For most of their lives, Laura Chamadian and Lisa Panzica were resigned to living with spinal muscular atrophy, a genetic disease that inhibits their muscle movement and often left them fatigued.
That changed in July, when the New Hyde Park sisters became the first siblings in New York to be treated with Spinraza, a groundbreaking new drug that they said has changed their lives.
“I have been given a hope and a miracle, one that I never thought I would see in my lifetime,” Panzica, 40, said during a news conference last Thursday at North Shore University Hospital in Manhasset.
Spinal muscular atrophy, or SMA, stems from a genetic mutation that causes nerves to produce too little of the protein that allow for muscle movement, said Dr. Anthony Geraci, the director of neuromuscular medicine for Northwell Health.
Patients are usually diagnosed young and go through their lives having trouble moving, swallowing and breathing, Geraci said. SMA affects one in every 6,000 births in the U.S. and gets progressively worse with age, he said.

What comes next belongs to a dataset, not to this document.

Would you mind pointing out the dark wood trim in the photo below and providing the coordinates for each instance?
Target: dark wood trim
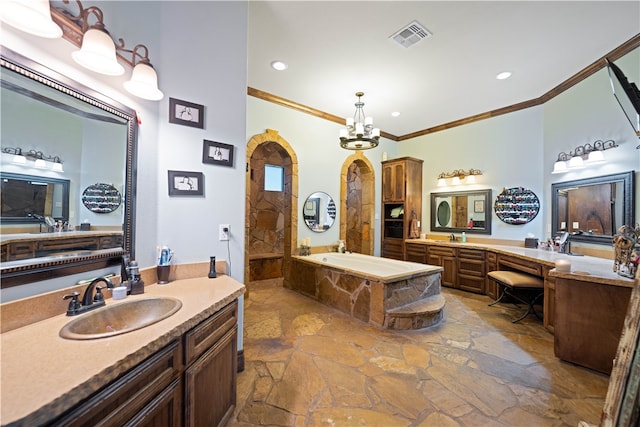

But Spinraza, which the federal Food and Drug Administration approved less than a year ago, uses a special molecule to help those nerve cells in the spinal cord produce more protein, giving patients more control over their movements, Geraci said.
“This has really been a significant advance,” Geraci said. “It’s one of the first uses of this type of molecule in clinical medicine.”
Panzica and Chamadian said the disease poses obstacles every day. As a student at Great Neck South High School, Chamadian, 38, had to leave class five minutes early to get to her next class on time, she said. She also couldn’t pick up or physically play with any of her three children.
Panzica uses a wheelchair to get around, while Chamadian uses a scooter. But everyday tasks have become easier since they started receiving Spinraza injections in May, they said. For example, Panzica, an ambulatory health information manager for Northwell Health, can now open the door to her office on her own, she said.
“I feel I’m a completely different person at this point,” Panzica, a Great Neck North High School graduate, said. “I have people telling me that every day.”
Spinraza, developed over more than two decades by the Cambridge, Mass.-based company BioGen, is delivered by injecting the drug into the sac of fluid surrounding the spinal cord using a needle about four inches long, Geraci said.
The sisters received four initial doses of Spinraza in two months starting in July and will now get one dose every four months. Each injection costs about $125,000, Geraci said; Panzica’s and Chamadian’s treatments are covered by their insurance.
The pair have gotten all their injections together, which helped Chamadian overcome her fear of needles, she said. Her children are “super happy” with the improvement they’ve seen in her, she said.
“Instead of talking about normal sister things, we talk about this — ‘Did your arms move today?’ ” said Chamadian, who works at home for an answering service.
Spinraza has been proven to work in infants with SMA, but doctors are now collecting data on its use in adolescents and adults, Geraci said. Geraci is currently treating six patients with the drug and evaluating 13 others, he said.
While it’s not a cure, Geraci said Spinraza is a “miracle drug” because it has created a “profound change” in the outlook for SMA patients.
When Geraci first started his medical studies in 1991, he said, doctors in his field were taught to help SMA patients pick out wheelchairs and ultimately plan for their deaths.
The way Spinraza treats the disease could be used to help patients with myriad other diseases, Geraci said.
“It’s actually very exciting on how many diseases we could apply this to,” he said. “You name the genetic disease, it’s something we could look at and potentially be a candidate.”